Scope of communication and dissemination

The following may become aware of the personal data, referred to in this information, as external Data Processors and/or internal Data Processors:

  • the qualified personnel of the Company, limited to their respective competences and/or duties and based on the assigned tasks and instructions given;
  • third parties external to the Company, specifically designated as external Data Processors, which the Company uses for the performance of specific services, limited to their respective competences and/or duties and based on the assigned tasks and instructions given.

The Company, for ordinary management, accounting, commercial, and administrative activities, may communicate personal data, subject to possible consent acquisition in accordance with the law, respecting security measures, to third-party service providers for the sole purpose of executing the requested service, such as: postal service companies, legal and notary offices, consultants, including in associated form, other service companies, as well as to additional subjects in compliance with any legal obligations (such as insurance institutions, police forces, judicial authorities, etc.). The list of such subjects to whom the data may be communicated is available at the Data Controller’s headquarters.

Transfer of personal data abroad

The Company does not transfer personal data outside the EU on its own initiative. However, some third-party service providers might have their servers physically located in territories outside the Union (as in the case of email providers). In such cases, the transfer of data abroad will take place exclusively within the framework and in compliance with EU Reg. 679/2016 Art. 44 et seq.

Rights of the data subject

Articles 15-22 GDPR grant data subjects the exercise of specific rights. Article 15 GDPR recognizes the right of data subjects to access their personal data and obtain a copy. The right to obtain a copy of the data must not harm the rights and freedoms of others.

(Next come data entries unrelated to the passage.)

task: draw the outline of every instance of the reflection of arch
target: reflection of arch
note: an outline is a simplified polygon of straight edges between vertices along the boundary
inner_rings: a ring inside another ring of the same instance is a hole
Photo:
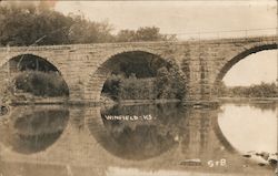
[[[225,137],[219,123],[218,123],[218,116],[217,118],[212,118],[212,124],[214,124],[214,132],[217,136],[217,138],[219,139],[219,142],[225,146],[225,148],[230,152],[230,153],[236,153],[235,147],[230,144],[230,142]]]
[[[60,106],[18,106],[0,126],[0,142],[22,154],[41,152],[54,144],[63,133],[69,111]]]
[[[257,53],[264,50],[274,50],[278,49],[278,45],[276,43],[271,44],[264,44],[264,45],[256,45],[250,49],[244,50],[237,55],[232,55],[231,59],[228,60],[228,62],[221,68],[221,70],[218,72],[216,80],[215,80],[215,85],[218,85],[218,83],[224,79],[226,73],[239,61],[248,56],[249,54]]]
[[[119,62],[117,62],[117,61],[120,61],[120,58],[122,55],[130,55],[129,59],[132,60],[133,54],[137,54],[138,58],[142,58],[140,54],[148,55],[151,60],[157,59],[157,61],[159,60],[161,62],[165,62],[165,63],[167,63],[167,65],[169,68],[170,66],[177,68],[181,77],[186,77],[183,75],[183,73],[179,70],[179,66],[176,63],[176,61],[171,58],[163,56],[160,53],[156,53],[156,52],[149,51],[149,50],[120,51],[120,52],[116,52],[112,54],[108,54],[105,59],[102,59],[99,62],[98,69],[89,75],[89,80],[87,81],[87,85],[86,85],[86,95],[88,96],[87,99],[93,100],[93,101],[99,101],[99,97],[100,97],[100,94],[102,91],[102,86],[103,86],[107,77],[109,76],[109,74],[111,74],[112,68],[117,66],[117,64],[119,64]]]
[[[170,133],[160,133],[149,123],[125,124],[105,120],[100,108],[87,111],[87,127],[110,154],[123,159],[145,161],[158,157],[176,146]]]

With the access request, the data subject has the right to obtain from the Data Controller confirmation of whether or not processing of their personal data is in progress and to know the purposes and categories of data processed, the third parties to whom the data are communicated, and whether the data are transferred to a non-EU country with adequate safeguards. The Data Subject also has the right to know the retention time of their personal data and has the right to request the rectification of inaccurate data and the integration of incomplete data, the erasure (right to be forgotten) under the conditions indicated in Art. 17 GDPR, the limitation of processing, the withdrawal of consent, data portability, and the right to object, at any time and without having to provide justifications, to processing for direct marketing purposes.

The data subject who believes that the processing of their personal data violates the provisions of the GDPR or national legislation on personal data protection has the right to lodge a complaint with the Data Protection Authority based in Rome, pursuant to Art. 77 GDPR and/or to take legal action.

Rights can be exercised by sending a request to the email address info@icfitalia.eu, or by registered mail to the address, Via XXV Aprile 10/12, 06039, Trevi (PG). The Data Controller and/or its DPO might need to identify the data subject by requesting a copy of their identity document.

Withdrawal of Consent – Privacy Questions – Access and Response

The Data Subject is recognized at any time the right to withdraw consent to the processing of personal data by communicating the intention via email to the address info@icfitalia.eu, or by registered mail to the address Via XXV Aprile 10/12, 06039, Trevi (PG).

Information regarding the processing of personal data can be requested using the same methods.

Before the Company can provide or modify any information, it may be necessary to verify your identity and answer some questions. A response will be provided as soon as possible.

Data Controller

The Data Controller is ICF Italia S.r.l. with headquarters at Via XXV Aprile 10/12, 06039, Trevi (PG).

Data Processors

The complete list of Data Processors is available at the Company’s headquarters. This mandatory information is subject to updates, depending on any changes in applicable legal provisions.